Jack went to Fitzwilliam Hall, Cambridge, where he also managed to take part in other activities such as rowing.
In 1917 he married Marguerite.
Jack qualified in 1917 and joined the Royal Army Medical Corps where he was sent to Basrah in Mesopotamia (now Iraq) to provide medical assistance to the Indian Army who were operating in the area at that time.
He seems to have arrived aft.r serious fighting had taken place between the allies and the Ottaman Empire earlier that year Jack stayed in the Basrah area until 1920, when he was sent home having contracted malaria – there were no pills available at this time to prevent the disease.

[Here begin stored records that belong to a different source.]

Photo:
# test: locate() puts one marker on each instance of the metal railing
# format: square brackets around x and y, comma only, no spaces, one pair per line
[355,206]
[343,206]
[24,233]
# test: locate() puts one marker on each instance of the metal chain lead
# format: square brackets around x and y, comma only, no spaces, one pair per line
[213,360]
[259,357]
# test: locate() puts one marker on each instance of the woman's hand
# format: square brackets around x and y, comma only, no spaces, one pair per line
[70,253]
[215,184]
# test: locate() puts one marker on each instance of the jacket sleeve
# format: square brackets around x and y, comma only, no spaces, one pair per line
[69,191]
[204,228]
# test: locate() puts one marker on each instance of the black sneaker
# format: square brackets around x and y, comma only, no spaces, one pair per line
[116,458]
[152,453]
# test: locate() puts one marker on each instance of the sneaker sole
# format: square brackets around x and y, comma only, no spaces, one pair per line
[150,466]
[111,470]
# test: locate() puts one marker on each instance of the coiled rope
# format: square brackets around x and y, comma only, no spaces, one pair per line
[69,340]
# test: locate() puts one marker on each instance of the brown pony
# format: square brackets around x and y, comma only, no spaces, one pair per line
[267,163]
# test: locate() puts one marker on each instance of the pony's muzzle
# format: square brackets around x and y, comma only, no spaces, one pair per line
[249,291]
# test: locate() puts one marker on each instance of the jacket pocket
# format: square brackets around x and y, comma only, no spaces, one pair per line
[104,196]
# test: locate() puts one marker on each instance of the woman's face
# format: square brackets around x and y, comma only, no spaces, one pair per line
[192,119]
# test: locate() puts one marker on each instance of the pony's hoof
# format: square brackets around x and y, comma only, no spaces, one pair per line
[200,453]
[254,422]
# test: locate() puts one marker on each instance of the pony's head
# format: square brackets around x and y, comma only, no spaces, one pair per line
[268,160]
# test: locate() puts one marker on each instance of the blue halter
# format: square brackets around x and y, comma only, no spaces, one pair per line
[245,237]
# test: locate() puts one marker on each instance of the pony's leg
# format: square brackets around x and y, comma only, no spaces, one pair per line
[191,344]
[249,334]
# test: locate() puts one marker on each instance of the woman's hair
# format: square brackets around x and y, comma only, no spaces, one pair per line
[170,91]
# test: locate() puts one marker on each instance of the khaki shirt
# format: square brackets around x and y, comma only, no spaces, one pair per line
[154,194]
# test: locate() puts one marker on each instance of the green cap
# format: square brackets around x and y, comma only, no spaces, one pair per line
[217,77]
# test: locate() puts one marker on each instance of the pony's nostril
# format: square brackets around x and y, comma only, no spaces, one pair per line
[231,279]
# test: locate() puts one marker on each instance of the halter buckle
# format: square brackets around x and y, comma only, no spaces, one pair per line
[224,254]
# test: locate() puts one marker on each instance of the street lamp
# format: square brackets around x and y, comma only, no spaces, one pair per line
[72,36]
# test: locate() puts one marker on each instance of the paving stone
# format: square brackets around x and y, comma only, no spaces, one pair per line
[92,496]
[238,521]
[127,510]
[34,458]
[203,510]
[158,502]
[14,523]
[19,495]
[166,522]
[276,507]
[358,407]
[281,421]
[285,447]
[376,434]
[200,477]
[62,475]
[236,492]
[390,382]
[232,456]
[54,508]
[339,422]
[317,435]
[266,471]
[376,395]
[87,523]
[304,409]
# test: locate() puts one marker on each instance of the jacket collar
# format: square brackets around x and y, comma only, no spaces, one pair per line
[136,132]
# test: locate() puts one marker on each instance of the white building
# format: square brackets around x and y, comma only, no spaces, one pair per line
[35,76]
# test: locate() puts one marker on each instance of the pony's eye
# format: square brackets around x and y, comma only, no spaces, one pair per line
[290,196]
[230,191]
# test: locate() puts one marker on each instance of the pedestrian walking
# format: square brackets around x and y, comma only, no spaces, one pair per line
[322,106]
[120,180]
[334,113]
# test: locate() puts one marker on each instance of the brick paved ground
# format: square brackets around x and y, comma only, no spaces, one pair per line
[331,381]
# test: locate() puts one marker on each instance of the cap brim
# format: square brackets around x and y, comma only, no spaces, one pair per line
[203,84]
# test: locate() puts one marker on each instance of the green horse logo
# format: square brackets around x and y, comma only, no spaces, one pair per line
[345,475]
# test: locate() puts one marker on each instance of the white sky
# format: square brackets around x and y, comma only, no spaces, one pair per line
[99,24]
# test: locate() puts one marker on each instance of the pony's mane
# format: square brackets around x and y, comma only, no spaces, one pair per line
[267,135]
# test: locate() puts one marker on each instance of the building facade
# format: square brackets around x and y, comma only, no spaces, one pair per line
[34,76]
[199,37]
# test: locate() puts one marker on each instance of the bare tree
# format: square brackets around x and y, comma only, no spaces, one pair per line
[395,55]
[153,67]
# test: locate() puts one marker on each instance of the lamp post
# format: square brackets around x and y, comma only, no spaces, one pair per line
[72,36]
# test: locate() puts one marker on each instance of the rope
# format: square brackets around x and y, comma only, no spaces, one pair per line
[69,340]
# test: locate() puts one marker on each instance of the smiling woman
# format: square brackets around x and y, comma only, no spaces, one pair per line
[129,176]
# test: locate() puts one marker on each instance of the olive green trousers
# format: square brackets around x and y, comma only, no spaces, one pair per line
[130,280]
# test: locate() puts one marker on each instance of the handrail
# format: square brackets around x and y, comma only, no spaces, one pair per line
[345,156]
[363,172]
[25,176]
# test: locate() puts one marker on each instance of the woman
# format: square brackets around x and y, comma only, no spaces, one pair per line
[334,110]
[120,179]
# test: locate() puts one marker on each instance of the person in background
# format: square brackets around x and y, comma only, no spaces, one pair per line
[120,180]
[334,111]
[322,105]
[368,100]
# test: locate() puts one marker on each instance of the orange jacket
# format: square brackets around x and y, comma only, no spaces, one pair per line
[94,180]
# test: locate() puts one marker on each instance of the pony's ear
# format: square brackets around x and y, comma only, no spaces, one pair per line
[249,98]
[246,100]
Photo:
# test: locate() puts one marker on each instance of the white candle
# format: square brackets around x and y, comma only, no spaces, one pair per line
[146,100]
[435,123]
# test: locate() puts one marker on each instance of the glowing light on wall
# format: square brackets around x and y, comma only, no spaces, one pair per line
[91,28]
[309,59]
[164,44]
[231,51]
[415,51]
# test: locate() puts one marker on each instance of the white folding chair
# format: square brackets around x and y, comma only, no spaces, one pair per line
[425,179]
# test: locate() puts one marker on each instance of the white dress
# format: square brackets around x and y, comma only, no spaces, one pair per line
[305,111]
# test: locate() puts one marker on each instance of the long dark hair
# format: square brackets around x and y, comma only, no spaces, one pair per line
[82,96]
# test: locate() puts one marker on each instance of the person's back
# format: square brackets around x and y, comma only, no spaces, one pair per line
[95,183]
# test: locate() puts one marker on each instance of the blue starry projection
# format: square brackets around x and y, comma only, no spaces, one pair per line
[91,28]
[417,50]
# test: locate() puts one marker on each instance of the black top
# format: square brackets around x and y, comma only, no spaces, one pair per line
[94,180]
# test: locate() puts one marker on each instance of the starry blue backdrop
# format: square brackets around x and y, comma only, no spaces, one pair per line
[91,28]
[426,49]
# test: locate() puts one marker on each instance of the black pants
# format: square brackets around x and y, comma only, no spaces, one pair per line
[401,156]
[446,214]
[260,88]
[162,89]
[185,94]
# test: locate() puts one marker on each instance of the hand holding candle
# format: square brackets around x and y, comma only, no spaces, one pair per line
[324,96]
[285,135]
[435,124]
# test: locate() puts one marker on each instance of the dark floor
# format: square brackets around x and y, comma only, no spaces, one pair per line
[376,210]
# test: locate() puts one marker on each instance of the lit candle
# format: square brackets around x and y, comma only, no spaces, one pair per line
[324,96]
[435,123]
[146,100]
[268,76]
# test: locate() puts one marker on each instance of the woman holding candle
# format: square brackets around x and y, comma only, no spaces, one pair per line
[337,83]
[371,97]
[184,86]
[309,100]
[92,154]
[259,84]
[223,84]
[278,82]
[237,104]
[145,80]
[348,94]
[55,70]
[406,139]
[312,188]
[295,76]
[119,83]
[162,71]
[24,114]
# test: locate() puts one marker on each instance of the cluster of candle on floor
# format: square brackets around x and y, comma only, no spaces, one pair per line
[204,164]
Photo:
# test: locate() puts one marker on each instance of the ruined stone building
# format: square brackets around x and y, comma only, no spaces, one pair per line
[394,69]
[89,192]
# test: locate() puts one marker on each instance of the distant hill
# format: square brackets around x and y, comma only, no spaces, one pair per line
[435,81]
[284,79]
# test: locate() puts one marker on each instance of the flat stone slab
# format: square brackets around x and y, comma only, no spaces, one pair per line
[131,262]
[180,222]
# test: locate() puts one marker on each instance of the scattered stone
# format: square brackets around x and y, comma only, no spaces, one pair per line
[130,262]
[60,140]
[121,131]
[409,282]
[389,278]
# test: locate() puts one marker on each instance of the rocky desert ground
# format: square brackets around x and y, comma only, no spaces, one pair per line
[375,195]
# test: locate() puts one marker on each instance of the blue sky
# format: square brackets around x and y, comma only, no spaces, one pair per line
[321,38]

He seems to have spent some time in Bombay (now Mumbai) although I’m unsure if this was working or recuperation.
Once back in the UK he set up as a GP in the Acton area of London and had 3 sons.
in 1939 he became involved in another World War. Jack, was an active member of the St Johns ambulance and the ARP – (Air Raid Precautions) in Acton, including this team who travelled to incidents during the blitz to provide immediate assessment of casualties.
As the Divisional Surgeon in Acton St Johns Ambulance division he would also give talks at meetings – in this instance a lantern slide lecture on “A Medical Officer in an Indian General Hospital in the last war.” (It seems there’s nothing modern about a powerpoint show!)
Unfortunately health problems exacerbated by his malaria, along with long hours being a Doctor in war time London caught up with him and he died in July 1943, at only 50 years old.
To honour his contribution to the community Junction Road next to South Acton Station was renamed Vincent Road. This has since been redeveloped twice and has now been obliterated by Phase 3.1 of Acton Gardens containing Alacia Court, Westley Court, Ravenswood Court and Welbeck Court.
A contribution was also given to a Boys club in the area.